Нансен не связывает события саги о Лодине Могильщике с экспедицией короля Гаральда в Северный Ледовитый океан. Тем больше оснований у автора этих строк задать вопрос: не произошла ли гибель Финна Фегина и команды его корабля во время плавания короля Гаральда? Может быть, Финн Фегин, о котором мы больше ничего не знаем, и неизвестный покойник, которому посвящена руническая надпись на Хёненской надгробной плите, — одно и то же лицо? На такие раздумья наталкивает совпадение во времени обоих событий, [379] а также уникальность норвежской экспедиции, попавшей в Восточно-Гренландское течение.
Такое толкование вскрывает смысл и взаимосвязь событий. Правда, все это лишь догадка о том, как могли развиваться события, но она представляется еще более вероятной в свете следующего факта. Еще в 1500 г.
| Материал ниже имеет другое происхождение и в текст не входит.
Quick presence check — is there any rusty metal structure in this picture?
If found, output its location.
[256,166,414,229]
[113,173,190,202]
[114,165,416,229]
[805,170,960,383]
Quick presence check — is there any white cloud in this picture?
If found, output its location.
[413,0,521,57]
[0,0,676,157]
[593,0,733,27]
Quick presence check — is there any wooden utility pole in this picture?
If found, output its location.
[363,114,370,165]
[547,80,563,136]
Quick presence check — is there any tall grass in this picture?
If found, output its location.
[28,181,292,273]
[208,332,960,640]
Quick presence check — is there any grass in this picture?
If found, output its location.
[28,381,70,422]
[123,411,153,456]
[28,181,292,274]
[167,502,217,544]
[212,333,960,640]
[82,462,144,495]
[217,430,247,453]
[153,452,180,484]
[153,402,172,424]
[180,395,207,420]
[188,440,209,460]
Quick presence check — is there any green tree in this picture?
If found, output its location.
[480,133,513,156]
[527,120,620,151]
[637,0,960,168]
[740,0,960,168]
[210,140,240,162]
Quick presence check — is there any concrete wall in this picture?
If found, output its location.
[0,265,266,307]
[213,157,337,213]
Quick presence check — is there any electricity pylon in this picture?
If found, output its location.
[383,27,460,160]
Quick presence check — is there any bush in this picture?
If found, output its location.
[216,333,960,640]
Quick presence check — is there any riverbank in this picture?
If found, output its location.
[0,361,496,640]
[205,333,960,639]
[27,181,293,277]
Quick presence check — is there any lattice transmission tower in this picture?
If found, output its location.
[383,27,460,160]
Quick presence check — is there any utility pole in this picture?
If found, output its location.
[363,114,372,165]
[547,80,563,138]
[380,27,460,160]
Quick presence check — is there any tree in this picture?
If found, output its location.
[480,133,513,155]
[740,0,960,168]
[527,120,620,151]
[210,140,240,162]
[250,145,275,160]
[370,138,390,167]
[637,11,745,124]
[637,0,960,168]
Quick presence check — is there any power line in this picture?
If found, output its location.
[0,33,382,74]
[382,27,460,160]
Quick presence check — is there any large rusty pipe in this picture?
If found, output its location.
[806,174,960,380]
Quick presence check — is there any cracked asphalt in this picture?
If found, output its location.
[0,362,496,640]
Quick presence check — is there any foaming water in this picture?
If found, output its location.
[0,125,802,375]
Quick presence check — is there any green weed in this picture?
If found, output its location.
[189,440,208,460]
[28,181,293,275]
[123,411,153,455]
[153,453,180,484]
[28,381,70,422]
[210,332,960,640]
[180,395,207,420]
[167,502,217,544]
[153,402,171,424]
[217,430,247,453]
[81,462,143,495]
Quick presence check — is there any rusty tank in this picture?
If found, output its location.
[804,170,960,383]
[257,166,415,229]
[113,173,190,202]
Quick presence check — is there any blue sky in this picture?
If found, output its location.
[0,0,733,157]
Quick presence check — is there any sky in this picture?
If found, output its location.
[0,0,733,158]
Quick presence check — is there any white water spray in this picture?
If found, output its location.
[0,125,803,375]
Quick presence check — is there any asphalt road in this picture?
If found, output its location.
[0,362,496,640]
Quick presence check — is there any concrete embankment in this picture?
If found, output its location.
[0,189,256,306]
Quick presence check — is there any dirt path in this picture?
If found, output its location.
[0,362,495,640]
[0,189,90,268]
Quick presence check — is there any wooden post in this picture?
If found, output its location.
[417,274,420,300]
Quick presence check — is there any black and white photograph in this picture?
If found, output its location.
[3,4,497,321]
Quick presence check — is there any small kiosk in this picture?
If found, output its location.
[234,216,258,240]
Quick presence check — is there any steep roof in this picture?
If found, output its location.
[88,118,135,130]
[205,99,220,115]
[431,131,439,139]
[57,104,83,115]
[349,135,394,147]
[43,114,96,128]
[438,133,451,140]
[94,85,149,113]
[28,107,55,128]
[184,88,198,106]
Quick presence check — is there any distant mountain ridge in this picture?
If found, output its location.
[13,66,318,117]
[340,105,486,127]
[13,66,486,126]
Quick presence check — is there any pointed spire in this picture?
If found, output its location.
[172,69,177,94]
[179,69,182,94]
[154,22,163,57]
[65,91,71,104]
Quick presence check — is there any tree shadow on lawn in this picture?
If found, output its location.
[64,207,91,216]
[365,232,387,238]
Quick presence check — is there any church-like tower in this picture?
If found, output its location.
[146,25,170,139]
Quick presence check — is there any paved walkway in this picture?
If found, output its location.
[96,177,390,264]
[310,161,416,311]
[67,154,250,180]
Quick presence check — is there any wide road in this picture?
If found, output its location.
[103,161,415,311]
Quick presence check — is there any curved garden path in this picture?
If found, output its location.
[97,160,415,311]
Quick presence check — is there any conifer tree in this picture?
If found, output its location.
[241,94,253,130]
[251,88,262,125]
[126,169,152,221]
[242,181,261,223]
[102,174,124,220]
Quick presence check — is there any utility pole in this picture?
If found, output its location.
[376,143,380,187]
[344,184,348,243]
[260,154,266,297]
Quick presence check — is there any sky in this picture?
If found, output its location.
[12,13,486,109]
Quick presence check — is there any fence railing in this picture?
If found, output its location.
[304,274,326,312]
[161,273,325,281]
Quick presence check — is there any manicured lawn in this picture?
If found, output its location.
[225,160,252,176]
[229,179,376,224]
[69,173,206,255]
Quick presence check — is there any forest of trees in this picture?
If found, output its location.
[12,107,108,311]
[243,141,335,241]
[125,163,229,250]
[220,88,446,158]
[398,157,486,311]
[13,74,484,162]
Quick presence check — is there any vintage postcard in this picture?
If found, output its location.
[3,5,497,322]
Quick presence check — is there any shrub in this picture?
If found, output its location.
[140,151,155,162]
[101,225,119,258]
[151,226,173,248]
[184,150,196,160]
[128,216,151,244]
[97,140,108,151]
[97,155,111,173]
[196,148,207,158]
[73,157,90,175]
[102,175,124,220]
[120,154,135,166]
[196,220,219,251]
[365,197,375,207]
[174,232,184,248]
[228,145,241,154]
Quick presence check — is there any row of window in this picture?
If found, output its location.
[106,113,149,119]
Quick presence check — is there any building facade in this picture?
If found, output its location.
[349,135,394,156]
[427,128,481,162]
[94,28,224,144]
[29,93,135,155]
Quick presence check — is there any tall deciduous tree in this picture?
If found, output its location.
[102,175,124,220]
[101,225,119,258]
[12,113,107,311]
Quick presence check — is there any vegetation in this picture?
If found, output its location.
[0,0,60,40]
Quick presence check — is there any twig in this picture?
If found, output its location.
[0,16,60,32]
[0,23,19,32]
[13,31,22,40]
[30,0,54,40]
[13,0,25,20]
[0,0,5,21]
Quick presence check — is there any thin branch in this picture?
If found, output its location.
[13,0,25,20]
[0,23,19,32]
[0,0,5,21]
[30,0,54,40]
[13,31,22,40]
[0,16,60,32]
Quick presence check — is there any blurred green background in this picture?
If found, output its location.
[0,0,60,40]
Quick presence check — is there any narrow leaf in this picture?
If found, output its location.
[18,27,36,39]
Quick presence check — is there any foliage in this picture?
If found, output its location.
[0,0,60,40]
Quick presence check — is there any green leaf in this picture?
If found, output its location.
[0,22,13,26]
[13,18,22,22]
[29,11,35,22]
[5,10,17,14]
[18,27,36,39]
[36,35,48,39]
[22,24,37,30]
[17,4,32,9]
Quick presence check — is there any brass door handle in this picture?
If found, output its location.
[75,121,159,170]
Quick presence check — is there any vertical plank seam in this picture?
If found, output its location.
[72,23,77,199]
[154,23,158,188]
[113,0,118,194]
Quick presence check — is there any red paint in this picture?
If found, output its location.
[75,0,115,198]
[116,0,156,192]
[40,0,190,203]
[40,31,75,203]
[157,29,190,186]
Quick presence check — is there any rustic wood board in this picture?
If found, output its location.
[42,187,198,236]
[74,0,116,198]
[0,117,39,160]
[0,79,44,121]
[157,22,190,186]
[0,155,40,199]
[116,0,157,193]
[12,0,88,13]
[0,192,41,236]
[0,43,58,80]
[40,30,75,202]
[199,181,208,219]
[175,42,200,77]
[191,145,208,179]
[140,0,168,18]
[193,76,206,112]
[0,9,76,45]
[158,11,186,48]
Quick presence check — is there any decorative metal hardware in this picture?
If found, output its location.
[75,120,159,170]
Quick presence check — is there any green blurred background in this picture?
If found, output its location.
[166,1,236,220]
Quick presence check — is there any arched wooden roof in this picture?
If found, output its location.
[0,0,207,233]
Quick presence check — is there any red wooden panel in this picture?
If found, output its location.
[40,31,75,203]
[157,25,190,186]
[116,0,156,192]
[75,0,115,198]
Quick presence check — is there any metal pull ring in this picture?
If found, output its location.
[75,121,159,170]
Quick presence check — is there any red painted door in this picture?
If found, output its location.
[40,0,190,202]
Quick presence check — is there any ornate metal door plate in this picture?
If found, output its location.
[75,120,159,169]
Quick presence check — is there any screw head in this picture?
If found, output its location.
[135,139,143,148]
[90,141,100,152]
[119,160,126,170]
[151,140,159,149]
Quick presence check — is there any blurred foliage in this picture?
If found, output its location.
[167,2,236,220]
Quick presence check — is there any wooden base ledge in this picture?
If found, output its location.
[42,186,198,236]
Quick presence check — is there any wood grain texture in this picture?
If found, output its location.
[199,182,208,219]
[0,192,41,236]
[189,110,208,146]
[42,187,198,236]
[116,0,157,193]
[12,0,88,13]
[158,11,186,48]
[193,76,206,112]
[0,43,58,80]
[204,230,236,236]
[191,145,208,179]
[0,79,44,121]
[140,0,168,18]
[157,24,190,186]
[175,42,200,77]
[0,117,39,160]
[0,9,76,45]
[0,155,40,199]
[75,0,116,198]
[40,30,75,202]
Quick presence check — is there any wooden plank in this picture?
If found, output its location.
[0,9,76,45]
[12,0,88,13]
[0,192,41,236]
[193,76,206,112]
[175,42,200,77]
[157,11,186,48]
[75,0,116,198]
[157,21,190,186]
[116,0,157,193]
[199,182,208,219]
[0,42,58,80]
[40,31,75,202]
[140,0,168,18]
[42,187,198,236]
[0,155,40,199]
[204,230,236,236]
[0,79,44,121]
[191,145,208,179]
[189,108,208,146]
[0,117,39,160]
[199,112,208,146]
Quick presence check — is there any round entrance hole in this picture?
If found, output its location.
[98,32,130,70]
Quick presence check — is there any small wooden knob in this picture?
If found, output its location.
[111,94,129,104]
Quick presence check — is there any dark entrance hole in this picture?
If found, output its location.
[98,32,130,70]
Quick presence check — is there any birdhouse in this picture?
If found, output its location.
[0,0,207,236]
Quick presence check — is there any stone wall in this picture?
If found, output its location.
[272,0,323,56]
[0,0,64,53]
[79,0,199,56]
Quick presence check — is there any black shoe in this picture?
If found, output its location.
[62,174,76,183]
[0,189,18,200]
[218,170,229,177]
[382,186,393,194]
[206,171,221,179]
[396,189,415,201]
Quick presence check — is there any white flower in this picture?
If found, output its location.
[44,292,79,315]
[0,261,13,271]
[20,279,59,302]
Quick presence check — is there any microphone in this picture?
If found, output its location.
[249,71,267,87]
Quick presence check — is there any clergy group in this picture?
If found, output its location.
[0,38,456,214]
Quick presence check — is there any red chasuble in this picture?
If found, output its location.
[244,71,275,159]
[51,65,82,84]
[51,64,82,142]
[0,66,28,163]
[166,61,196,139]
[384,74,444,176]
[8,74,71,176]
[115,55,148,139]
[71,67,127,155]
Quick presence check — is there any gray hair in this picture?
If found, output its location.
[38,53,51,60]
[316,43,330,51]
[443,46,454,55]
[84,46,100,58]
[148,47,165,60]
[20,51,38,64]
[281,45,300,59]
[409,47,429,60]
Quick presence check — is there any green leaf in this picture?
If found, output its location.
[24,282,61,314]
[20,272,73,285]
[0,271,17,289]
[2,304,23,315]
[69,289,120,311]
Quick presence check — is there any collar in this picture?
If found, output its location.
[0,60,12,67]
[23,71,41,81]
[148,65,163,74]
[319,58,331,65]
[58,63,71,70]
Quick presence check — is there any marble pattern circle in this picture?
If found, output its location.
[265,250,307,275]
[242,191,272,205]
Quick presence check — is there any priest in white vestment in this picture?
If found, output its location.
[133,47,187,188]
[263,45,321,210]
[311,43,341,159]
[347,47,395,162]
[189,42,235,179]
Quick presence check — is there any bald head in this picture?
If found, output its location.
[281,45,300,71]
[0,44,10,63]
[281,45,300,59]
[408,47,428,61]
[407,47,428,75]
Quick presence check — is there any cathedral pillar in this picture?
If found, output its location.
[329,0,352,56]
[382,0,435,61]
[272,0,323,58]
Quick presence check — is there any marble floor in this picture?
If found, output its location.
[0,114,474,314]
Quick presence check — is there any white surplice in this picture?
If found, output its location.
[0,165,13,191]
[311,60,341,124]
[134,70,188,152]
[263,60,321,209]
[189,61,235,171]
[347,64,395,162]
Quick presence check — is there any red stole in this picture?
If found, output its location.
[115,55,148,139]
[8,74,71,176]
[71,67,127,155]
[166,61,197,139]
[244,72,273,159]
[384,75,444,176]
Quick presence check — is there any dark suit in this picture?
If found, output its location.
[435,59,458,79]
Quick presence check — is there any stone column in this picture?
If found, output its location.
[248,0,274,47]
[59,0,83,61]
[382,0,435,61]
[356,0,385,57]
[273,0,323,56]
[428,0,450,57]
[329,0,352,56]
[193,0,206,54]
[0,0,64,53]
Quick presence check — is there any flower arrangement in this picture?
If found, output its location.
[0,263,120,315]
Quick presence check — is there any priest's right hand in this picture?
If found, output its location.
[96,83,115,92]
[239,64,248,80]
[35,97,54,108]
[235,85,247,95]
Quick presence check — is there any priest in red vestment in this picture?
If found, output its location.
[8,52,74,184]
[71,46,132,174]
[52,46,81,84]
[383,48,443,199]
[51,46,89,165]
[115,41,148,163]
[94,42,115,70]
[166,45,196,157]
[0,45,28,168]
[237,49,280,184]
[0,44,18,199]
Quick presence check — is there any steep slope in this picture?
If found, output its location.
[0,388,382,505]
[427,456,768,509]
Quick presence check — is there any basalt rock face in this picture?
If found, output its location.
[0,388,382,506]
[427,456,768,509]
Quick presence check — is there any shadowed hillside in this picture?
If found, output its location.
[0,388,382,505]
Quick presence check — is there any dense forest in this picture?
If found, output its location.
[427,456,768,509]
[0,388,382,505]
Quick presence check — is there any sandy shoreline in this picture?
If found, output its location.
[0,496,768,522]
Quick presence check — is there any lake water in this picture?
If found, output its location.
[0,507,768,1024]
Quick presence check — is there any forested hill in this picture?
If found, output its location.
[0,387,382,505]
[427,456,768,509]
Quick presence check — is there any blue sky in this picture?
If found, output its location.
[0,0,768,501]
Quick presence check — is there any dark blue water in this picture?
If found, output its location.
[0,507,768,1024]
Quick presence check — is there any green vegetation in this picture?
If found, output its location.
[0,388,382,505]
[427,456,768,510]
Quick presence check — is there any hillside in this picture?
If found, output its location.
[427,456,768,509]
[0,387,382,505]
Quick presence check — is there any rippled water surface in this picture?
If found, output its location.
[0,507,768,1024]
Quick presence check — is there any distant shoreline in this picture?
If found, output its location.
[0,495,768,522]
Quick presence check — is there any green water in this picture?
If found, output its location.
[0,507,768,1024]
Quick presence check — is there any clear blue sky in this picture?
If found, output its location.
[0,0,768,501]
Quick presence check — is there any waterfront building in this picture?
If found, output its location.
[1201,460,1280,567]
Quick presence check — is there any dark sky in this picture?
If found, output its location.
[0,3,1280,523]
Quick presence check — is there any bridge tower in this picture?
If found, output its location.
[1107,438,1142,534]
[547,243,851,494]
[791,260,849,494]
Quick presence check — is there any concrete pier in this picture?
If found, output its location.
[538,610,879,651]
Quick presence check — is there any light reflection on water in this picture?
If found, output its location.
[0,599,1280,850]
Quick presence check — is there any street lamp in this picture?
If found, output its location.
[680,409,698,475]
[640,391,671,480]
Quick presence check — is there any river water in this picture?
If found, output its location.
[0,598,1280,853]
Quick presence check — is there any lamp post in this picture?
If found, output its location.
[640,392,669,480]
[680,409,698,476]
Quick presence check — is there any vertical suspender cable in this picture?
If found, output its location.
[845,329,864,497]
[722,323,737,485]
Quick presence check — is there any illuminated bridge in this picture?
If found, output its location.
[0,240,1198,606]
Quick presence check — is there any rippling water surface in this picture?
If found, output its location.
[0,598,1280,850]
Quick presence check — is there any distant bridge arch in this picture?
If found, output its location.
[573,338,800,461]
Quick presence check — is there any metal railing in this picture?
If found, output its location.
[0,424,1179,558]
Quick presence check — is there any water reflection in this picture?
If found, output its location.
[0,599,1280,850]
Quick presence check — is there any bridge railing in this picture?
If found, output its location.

Гашпар Кортириал, намереваясь вновь найти открытую за 27 лет до него [видимо, его отцом] «Страну трески», случайно попал в гренландские дрейфующие льды и дрейфовал вместе с ними на довольно большое расстояние.[24]
Особенно важным и показательным автор считает упоминание в примечании к хронике Адама названия «Гиннунгагап». Одно это название опровергает не только все измышления насчет заимствования описания путешествия у Лукиана и других античных авторов, но и доказывает одновременно, что весь рассказ восходит к скандинавскому источнику и действительно имеет отношение к гренландским дрейфующим льдам. Ведь среди норманнов долго бытовало поверье, что они движутся по направлению к мировому водовороту Гиннунгагапу (см. гл. 105). Таким образом, одно это слово уже служит надежнейшим доказательством того, что Ледовое море короля Гаральда находилось как раз там, где была расположена «ледяная пустыня», в которой погиб неизвестный покойник из Хёнена.
Насколько мощным представлялось норманнам течение, несущее дрейфующие льды, показывает одно место из «Королевского Зерцала» (около 1240 г.). Там говорится, что дрейфующие льды движутся «со скоростью корабля при попутном ветре».
Неккель ответил автору на его вопрос, что «не может не согласиться с предположением о наличии тесной связи между Хёненской надписью и рассказом о ледовом походе короля Гаральда Строгого». Да и проф. Шмейдлер из Эрлангена, пожалуй лучший знаток Адама Бременского, которого автор попросил высказать свое мнение по этому вопросу, ответил ему 20 июня 1936 г., что предложенная им версия о связи между рунической надписью на Хёненском камне и сообщением Адама о путешествии в гренландские льды не только не «кажется правдоподобной, но, более того, представляется весьма вероятной».
Если мы будем рассматривать рассказ Адама о ледовом походе короля Гаральда изолированно, нам не понять ни психологических мотивов этой экспедиции, ни ее географического значения. Но как только мы сопоставим ее с рунической надписью из Хёнена, обе проблемы решаются сами собой. Обстоятельства здесь аналогичны тем, какие вынудили поставить путешествие Полибия к западному побережью Африки в связь с «Надписью стоика» (см. т. I, гл. 29). Там сопоставление двух источников привело к отличной реконструкции исторических фактов. В нашем случае применение того же метода создает еще более ясную картину. Внутренняя связь между Xёненской надписью, рассказом Адама и сагой о Лодине Могильщике напрашивается сама собой. Автор не видит причин, почему бы не облегчить понимание одного источника путем привлечения другого.